Grayson College broke ground on its new manufacturing classroom on Tuesday with a morning ceremony attended by college leaders, area industries, architects and economic developers.

The $1.4 million Advanced Manufacturing Lab is set to open in January 2018 and will take the form of an addition to Grayson’s current Career and Technology Center. The 6,500-square-foot building will house large industrial machinery, classrooms and storage space, and will largely be used to educate students participating in the Advanced Manufacturing Program.

“It’s a very exciting day for Grayson College,” GC President Jeremy McMillen said. “To break ground on a facility that involves so many partners and invests in the future success of our community — it’s a really exciting day.”

The Advanced Manufacturing Lab will serve as the brick-and-mortar heart of the Advanced Manufacturing Program, which was launched at the start of the 2016-2017 school year and is meant to equip high school students with the knowledge needed to enter the industrial workforce through a series of classes and an internship. Organizations involved in the program include 30 employers under the Texoma Advanced Manufacturing Consortium, the Sherman Economic Development Corp., the Denison Development Alliance, Workforce Solutions Texoma, Grayson College and multiple high schools. The program accepted 12 students during its first year and is expected to enroll more than 25 young people for the coming academic year.
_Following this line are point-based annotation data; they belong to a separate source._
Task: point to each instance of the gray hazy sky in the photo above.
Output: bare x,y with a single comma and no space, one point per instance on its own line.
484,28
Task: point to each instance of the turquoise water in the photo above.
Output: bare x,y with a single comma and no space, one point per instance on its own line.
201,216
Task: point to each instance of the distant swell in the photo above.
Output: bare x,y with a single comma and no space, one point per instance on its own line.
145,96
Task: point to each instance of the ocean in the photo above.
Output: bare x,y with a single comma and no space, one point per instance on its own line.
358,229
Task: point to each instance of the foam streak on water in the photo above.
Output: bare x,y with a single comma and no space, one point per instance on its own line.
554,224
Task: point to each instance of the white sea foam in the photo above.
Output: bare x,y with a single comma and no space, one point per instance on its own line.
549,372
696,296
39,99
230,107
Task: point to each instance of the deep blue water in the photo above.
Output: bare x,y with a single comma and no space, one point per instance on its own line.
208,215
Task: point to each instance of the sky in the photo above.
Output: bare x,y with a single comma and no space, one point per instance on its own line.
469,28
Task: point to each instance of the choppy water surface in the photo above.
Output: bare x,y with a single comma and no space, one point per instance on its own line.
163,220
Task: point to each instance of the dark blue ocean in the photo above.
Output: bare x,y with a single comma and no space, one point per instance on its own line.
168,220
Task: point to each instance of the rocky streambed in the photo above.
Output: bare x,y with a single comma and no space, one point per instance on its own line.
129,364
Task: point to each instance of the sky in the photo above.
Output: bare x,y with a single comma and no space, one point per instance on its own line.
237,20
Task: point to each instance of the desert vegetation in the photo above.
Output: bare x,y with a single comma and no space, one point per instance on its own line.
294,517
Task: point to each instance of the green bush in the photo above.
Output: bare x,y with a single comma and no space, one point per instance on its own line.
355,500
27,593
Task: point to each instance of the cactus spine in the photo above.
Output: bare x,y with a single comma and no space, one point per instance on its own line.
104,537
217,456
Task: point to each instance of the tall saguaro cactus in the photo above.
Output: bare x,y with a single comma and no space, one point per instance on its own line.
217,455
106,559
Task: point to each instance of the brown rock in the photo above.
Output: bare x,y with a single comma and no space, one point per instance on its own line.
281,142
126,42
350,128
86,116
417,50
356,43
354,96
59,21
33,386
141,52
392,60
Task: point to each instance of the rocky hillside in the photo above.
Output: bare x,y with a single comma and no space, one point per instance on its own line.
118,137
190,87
McMillen explained that the college will use its reserve funds to bankroll construction of the new building and said the investment is one that will benefit individual students and area manufacturers for decades.

“This is a project about building for tomorrow in Texoma,” McMillen said after noting $1.4 million is a lot to invest. “We’re investing in our youth and, for generations to come, this will pay off.”

Emerson Process Management Plant Manager and Consortium Chair Mark Anderson spoke at the groundbreaking as well and said the new facility will give students hands-on experience with machinery and equipment that manufacturers utilize. He added that such familiarity will allow students to hit the ground running when it comes time for them to enter the workforce and even enable them to earn higher wages and salaries.

“They’ll really be ready to go to work in a manufacturing environment where they’re going to have skills that allow them to not only hit the entry level, but to be able to move up within the companies,” Anderson said.

The consortium chair said the skilled workers churned out by the program will also greatly improve circumstances for manufacturing employers, whose workforces are shrinking as aging workers begin to retire.

“Any time you’re losing aging employees, you’re losing experience,” Anderson said. “So, in order to help fill that gap, if you can bring in people who have a manufacturing background, who at least have the basic concepts and understand, they can come in and make a big difference.”

The Advanced Manufacturing Lab joins a multitude of other building projects in the works at Grayson College, including a new residence hall, distillery and student success center.